Fünf Bauern gelangten deshalb ans Bundesverwaltungsgericht. Sie verlangten, dass sämtliche betroffenen Obstbauern in den Zonen mit geringer Prävalenz schriftlich zu befragen seien, ob sie damit einverstanden seien. Falls sich eine Mehrheit gegen solche Zonen entscheide, sei die Allgemeinverfügung rückgängig zu machen, und es seien freiwillige Massnahmen unter den Obstbauern anzustreben. Allenfalls seien die Flächen der Beschwerdeführer von dieser Zone auszunehmen.

Allgemeinverfügung aufheben

Das Bundesgericht entschied nun erst mit Urteil vom 25. April 2024 über den Fall, wegen personeller Wechsel beim Gericht kam es zu Verzögerungen. Im Entscheid heisst es, dass das Vorgehen der Vorinstanz betreffend der Festlegung der Gebiete mit geringer Prävalenz in krasser Weise die allgemeinen kantonalen Verfahrensvorschriften und auch jene des Bundes verletze. Zudem weise die Verfügung Mängel bezüglich Verständlichkeit auf. Die Allgemeinverfügung sei deshalb aufzuheben. Vielmehr müssten solche Gebiete wohl mit einer Individualverfügung festgelegt werden. Die Beschwerde der Bauern wurde somit gutgeheissen, Verfahrenskosten haben diese keine zu tragen, eine Entschädigung für ihren Aufwand erhalten sie allerdings auch nicht. Der Entscheid des Bundesverwaltungsgerichts kann noch ans Bundesgericht weitergezogen werden.

Sanierung nun freiwillig

In einer ersten Stellungnahme bestätigt Thomas Meyer vom Lawa, dass die Allgemeinverfügung aufgrund des Urteils als aufgehoben gilt. Man spreche sich nun mit dem Rechtsdienst des Departementes, der Branche und auch mit dem BLW ab, wie dieses die Situation beurteile. Seit der Einführung der Verfügung 2020 hätten übrigens noch keine Sanierungsmassnahmen erlassen werden müssen. «Ohne Verfügung beruht die Sanierung ab jetzt auf Freiwilligkeit.»

Gebiete mit geringer Prävalenz

Diese umfassen einen Radius von rund 500 Metern um zu schützende Obstanlagen, wobei mehrere Anlagen zu ganzen Gebieten zusammengefasst worden sind.

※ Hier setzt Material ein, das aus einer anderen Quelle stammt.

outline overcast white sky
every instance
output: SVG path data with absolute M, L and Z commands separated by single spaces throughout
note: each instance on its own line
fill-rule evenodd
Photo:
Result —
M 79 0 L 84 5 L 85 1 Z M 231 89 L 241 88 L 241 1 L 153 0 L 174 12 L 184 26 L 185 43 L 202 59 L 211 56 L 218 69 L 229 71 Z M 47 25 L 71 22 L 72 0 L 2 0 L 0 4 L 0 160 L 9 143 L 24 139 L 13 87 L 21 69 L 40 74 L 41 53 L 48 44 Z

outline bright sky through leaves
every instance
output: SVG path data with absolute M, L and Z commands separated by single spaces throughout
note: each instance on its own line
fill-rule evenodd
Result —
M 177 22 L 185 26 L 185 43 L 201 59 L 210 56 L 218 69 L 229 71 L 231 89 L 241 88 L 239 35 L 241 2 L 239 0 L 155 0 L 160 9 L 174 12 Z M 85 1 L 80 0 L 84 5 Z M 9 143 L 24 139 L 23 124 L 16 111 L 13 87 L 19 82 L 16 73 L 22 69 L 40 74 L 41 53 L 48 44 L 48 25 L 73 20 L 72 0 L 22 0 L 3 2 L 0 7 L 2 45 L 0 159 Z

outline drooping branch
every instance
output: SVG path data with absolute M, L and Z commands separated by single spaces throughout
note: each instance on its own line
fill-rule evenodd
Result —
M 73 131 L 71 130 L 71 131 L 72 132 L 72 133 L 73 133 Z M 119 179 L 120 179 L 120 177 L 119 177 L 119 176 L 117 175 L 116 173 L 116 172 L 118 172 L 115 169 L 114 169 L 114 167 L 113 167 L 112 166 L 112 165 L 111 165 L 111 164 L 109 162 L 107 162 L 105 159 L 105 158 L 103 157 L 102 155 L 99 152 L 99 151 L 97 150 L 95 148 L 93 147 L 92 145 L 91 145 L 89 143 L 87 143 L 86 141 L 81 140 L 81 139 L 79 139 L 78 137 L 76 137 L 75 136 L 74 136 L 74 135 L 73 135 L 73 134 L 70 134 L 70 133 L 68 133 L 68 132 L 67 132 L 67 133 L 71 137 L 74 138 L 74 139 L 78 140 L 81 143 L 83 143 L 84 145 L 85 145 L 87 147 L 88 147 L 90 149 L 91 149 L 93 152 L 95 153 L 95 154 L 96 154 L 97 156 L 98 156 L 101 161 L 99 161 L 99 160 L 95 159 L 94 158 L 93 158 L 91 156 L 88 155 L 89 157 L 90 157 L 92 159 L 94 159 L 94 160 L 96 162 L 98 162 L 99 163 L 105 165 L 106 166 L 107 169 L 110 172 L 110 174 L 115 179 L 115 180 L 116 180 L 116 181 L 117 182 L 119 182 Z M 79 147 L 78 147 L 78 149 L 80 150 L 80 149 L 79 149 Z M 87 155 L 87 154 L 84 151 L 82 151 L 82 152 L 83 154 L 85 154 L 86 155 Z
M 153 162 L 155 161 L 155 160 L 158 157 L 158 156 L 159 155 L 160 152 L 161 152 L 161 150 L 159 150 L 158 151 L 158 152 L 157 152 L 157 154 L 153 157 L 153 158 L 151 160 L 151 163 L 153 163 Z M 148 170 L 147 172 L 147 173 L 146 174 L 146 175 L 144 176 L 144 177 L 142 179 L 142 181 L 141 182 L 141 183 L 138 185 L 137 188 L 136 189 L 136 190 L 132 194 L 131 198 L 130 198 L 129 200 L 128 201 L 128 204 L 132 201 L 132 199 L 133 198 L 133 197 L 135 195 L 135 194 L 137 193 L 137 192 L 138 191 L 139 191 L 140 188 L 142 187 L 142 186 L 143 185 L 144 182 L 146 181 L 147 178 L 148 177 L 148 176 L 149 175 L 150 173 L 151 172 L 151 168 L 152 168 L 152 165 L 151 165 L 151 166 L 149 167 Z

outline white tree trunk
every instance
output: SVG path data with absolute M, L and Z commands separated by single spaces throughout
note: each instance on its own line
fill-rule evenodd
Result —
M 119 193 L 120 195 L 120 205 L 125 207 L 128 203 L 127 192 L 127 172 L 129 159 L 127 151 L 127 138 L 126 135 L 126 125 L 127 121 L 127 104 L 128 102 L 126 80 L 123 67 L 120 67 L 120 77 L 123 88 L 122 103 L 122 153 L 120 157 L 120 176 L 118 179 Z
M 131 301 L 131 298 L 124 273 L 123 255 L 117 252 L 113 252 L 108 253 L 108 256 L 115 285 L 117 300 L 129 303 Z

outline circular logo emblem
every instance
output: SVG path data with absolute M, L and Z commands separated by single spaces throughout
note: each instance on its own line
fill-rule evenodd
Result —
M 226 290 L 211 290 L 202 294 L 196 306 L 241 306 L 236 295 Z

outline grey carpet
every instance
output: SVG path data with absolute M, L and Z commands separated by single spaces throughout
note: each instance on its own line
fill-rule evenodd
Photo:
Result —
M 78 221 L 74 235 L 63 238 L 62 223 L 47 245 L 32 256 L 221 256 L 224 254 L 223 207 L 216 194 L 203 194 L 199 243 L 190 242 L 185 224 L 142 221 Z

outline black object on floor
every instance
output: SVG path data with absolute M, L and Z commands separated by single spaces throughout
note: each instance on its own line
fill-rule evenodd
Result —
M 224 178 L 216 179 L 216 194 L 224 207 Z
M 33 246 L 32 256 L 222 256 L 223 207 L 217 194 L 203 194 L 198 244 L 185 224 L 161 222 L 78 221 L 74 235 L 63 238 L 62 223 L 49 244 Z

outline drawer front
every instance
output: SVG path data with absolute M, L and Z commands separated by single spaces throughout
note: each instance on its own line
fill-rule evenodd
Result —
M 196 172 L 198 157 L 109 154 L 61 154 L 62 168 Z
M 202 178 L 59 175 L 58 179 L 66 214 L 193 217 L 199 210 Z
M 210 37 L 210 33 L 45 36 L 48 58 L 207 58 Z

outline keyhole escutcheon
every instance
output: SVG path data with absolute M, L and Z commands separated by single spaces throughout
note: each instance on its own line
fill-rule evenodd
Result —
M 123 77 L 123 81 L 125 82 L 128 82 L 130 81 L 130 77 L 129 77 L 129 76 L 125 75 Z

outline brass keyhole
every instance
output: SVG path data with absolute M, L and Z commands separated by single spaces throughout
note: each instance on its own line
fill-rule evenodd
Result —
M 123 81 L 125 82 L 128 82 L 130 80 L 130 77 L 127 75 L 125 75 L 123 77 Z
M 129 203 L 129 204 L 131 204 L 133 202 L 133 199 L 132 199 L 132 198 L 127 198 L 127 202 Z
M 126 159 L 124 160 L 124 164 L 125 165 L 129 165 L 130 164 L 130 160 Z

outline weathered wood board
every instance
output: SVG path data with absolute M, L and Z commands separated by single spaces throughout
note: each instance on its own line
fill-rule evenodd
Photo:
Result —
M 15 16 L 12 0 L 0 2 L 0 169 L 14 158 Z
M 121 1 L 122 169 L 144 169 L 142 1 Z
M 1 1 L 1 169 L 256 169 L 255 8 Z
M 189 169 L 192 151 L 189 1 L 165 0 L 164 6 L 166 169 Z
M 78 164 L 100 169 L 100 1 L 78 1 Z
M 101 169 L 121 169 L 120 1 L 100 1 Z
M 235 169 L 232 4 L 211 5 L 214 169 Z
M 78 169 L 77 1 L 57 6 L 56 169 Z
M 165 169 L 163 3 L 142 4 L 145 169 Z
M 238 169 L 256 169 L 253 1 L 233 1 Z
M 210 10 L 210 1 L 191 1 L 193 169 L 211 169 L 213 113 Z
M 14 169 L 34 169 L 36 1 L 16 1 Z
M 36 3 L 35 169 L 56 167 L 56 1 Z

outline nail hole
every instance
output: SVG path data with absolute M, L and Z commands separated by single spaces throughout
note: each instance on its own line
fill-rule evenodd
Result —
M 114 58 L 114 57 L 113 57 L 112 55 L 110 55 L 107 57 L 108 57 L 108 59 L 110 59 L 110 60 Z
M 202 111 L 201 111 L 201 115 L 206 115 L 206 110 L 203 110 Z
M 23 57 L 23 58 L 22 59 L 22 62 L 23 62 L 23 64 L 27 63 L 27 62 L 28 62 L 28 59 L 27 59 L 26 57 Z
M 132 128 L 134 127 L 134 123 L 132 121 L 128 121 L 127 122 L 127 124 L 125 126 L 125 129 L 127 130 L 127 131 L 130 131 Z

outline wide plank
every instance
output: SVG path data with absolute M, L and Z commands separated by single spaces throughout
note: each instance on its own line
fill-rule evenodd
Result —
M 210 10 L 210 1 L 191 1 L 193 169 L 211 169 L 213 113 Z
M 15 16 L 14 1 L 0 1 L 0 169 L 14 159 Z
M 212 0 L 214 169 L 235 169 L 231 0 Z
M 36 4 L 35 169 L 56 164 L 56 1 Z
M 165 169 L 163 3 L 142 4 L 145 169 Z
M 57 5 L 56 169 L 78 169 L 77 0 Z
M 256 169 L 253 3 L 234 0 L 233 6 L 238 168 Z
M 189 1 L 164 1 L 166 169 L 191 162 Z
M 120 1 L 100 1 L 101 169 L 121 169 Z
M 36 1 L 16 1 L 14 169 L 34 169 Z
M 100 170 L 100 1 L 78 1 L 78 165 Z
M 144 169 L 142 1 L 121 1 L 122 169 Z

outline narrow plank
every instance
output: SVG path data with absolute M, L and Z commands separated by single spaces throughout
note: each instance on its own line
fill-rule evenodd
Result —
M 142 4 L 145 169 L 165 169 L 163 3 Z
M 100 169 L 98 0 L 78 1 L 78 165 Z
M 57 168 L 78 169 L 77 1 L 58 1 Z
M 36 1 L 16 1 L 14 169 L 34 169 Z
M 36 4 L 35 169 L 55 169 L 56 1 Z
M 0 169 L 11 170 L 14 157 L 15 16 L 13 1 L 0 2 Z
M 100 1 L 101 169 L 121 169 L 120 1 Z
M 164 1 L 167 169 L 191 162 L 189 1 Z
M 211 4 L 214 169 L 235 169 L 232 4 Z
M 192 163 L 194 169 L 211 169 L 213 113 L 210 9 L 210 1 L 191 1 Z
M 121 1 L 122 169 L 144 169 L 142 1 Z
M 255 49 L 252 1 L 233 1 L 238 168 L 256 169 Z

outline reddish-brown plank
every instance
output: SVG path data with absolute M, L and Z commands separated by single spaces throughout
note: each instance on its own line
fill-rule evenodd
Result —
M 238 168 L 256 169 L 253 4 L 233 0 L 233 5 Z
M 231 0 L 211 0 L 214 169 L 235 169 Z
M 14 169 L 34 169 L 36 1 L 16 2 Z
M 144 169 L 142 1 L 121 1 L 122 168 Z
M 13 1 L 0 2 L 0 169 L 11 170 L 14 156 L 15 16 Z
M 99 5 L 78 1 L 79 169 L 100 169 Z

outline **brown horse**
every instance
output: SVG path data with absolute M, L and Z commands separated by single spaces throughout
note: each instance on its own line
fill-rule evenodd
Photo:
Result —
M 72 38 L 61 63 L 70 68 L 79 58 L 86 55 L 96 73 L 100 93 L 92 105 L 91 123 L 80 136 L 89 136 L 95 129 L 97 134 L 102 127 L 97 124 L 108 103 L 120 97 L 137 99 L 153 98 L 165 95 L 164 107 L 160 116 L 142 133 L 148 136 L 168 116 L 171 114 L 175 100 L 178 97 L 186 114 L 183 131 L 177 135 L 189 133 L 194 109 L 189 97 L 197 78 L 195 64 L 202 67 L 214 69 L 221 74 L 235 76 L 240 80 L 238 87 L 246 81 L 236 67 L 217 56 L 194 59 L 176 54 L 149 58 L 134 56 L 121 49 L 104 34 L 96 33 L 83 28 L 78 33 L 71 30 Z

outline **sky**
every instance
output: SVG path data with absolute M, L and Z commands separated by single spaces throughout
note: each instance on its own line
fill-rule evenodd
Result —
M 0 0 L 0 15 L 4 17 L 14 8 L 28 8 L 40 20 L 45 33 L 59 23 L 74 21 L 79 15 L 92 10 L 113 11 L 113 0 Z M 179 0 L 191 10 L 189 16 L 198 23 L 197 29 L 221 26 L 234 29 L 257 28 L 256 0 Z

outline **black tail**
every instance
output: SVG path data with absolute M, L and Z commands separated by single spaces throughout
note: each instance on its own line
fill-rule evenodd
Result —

So sind seit Mitte 2020 grosse Teile des Luzerner Seetals, aber auch um den Sempachersee, im Rontal oder im nördlichen Kantonsteil als Gebiete mit geringer Prävalenz ausgeschieden. Die Massnahmen sind im Merkblatt von 2021 geregelt. Damit sind die Bewirtschafter von Wirtspflanzen – dazu gehören beispielsweise auch Hochstamm-Mostbirnbäume – verpflichtet, ihre Objekte zu kontrollieren. Bei Verdacht auf Feuerbrandbefall muss dies dem BBZN gemeldet werden. Dieses entscheidet über nötige Massnahmen wie sofortigen Rückriss oder Rückschnitt von befallenen Ästen. Ausnahmen bilden Hochstammbäume, bei denen die Chance auf das Abstoppen der Krankheit im alten Holz besteht, dort kann der Rückschnitt während der Vegetationsruhe erfolgen. Nicht mehr verfügt werden Rodungen von Bäumen, und es gibt auch keine Entschädigungen mehr für den Aufwand. 

Situation Nachbarkantone

Im Kanton Aargau ist der ganze Kanton als «Gebiet mit geringer Prävalenz» eingeteilt, und es gelten die verfügten Melde- und Bekämpfungsmassnahmen. Rechtskräftig vom Regierungsrat ausgeschiedene Gebiete mit geringer Prävalenz gibt es grossflächig auch im Kanton Schwyz, seit Sommer 2020, um Niederstammanlagen und Hoch­stammobstgärten. So in der Region Küssnacht, Schwyz und entlang des Zürichsees. Ebenso hat das Landwirtschaftsamt Zug solche im Kanton Zug ausgeschieden, vor allem um die Obstkulturen um den Zugersee.